12 O'Clock Track: "West Side Girl," the latest curveball from R&B singer Bilal

Posted By on 03.05.13 at 12:00 PM

Sign up for our newsletters Subscribe

In the beginning of the aughts, R&B singer Bilal was making a name for himself as a member of the creatively fecund musical outfit known as the Soulquarians (which counted D'Angelo, Erykah Badu, Common, J Dilla, and members of the Roots, chiefly ?uestlove, among its members). After a prominent appearance on Common's "The 6th Sense," Bilal dropped his debut album 1st Born Second on Interscope, which featured chart-placing singles such as the Dr. Dre-produced "Fast Lane" and "Soul Sista." It received general acclaim from music critics, and Bilal seemed poised for a successful R&B career, when an all-too-familiar narrative took hold: the singer dropped an ambitious follow-up, the label shelved it, and an artist on the verge of success instead spent most of the decade in label-wrangling hell.

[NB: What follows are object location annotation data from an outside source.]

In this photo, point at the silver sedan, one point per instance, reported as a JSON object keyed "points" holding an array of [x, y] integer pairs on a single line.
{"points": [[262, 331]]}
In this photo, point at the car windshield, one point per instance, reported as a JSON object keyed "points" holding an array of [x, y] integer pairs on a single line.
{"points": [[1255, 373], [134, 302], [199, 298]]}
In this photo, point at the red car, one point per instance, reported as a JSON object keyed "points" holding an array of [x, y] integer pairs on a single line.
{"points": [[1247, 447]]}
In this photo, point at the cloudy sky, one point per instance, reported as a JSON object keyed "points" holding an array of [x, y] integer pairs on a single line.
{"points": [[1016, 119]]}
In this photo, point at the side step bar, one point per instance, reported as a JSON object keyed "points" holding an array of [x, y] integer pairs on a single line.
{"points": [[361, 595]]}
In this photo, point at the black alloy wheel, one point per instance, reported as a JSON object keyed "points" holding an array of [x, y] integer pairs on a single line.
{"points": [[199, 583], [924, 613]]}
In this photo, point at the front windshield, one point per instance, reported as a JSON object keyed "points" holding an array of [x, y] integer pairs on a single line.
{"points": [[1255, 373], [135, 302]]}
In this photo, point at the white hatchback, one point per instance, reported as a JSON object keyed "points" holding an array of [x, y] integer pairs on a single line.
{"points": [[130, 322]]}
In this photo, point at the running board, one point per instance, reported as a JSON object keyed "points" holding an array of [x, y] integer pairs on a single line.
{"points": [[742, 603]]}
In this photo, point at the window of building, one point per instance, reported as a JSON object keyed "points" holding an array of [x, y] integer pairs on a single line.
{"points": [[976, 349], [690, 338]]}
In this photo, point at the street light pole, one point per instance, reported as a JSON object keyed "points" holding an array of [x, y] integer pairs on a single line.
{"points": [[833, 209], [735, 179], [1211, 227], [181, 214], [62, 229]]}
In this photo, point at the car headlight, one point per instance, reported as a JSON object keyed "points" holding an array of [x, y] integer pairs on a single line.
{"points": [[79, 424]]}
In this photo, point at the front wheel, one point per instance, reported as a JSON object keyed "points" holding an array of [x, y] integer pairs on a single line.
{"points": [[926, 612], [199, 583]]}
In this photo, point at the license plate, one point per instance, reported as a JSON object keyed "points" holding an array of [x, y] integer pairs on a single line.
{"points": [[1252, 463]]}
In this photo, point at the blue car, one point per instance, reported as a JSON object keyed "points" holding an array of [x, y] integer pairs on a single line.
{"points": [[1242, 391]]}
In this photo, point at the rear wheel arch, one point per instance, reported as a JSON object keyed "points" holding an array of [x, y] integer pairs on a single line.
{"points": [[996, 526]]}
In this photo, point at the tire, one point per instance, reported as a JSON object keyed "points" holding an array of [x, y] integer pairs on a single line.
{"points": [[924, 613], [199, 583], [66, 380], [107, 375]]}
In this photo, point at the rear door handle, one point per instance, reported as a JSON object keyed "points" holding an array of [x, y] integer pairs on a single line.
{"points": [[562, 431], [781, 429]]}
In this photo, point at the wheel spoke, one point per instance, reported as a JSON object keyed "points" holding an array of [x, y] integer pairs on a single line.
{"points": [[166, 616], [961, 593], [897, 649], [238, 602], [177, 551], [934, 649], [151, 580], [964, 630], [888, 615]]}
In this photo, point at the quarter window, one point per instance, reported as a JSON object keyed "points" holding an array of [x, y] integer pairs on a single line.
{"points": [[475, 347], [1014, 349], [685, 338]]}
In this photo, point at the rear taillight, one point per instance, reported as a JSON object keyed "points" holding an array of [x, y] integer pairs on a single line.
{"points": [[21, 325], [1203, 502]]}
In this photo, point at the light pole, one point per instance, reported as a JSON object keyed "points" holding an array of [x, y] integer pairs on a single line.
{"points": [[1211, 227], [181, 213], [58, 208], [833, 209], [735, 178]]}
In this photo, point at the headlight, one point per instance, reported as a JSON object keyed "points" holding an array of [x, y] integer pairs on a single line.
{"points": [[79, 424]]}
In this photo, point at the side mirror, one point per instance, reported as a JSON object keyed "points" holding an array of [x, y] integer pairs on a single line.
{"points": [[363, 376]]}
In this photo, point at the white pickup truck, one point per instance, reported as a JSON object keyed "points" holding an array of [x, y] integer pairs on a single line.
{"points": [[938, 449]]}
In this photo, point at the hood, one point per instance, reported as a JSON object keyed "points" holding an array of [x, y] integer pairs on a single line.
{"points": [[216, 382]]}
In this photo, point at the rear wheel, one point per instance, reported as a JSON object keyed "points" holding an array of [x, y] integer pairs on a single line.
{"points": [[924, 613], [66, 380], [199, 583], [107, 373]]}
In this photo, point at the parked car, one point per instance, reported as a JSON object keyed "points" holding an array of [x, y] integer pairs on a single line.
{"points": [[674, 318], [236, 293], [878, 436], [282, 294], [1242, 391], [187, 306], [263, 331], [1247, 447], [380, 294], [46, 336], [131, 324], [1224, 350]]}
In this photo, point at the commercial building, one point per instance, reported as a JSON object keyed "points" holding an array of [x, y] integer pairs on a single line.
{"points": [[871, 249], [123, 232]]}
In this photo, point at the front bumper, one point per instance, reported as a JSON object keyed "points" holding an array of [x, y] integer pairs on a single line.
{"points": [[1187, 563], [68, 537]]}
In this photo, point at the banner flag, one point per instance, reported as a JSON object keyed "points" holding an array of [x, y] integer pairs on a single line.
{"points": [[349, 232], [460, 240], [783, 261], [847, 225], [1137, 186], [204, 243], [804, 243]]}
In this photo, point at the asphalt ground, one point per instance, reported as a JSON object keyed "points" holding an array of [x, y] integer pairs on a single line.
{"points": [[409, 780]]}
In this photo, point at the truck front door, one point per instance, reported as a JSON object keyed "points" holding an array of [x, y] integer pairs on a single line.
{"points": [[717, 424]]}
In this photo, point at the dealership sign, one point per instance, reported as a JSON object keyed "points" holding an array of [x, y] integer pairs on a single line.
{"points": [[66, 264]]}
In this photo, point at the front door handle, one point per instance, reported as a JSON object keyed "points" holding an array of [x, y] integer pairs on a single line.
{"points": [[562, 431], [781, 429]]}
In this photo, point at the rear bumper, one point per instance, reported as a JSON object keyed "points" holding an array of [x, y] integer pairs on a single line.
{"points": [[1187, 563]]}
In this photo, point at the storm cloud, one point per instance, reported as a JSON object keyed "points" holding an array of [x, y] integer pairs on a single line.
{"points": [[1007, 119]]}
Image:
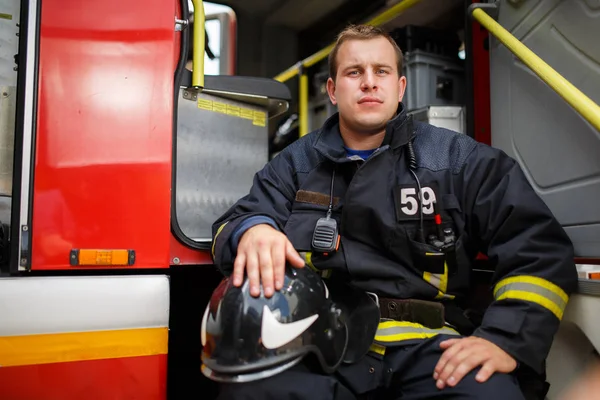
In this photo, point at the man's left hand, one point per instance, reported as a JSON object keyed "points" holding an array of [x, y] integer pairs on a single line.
{"points": [[461, 356]]}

Bilal quietly released Airtight's Revenge on avant-pop label Plug Research in 2010, and though it went relatively under the radar, it remains one of the best R&B albums of the decade thus far. Featuring a number of tracks with asymmetrical arrangements and whirlwind rhythms, the music is as tumultuous and impassioned as the singing and lyrics, which deal with adult-slanted relationship drama, politics, and deep introspection.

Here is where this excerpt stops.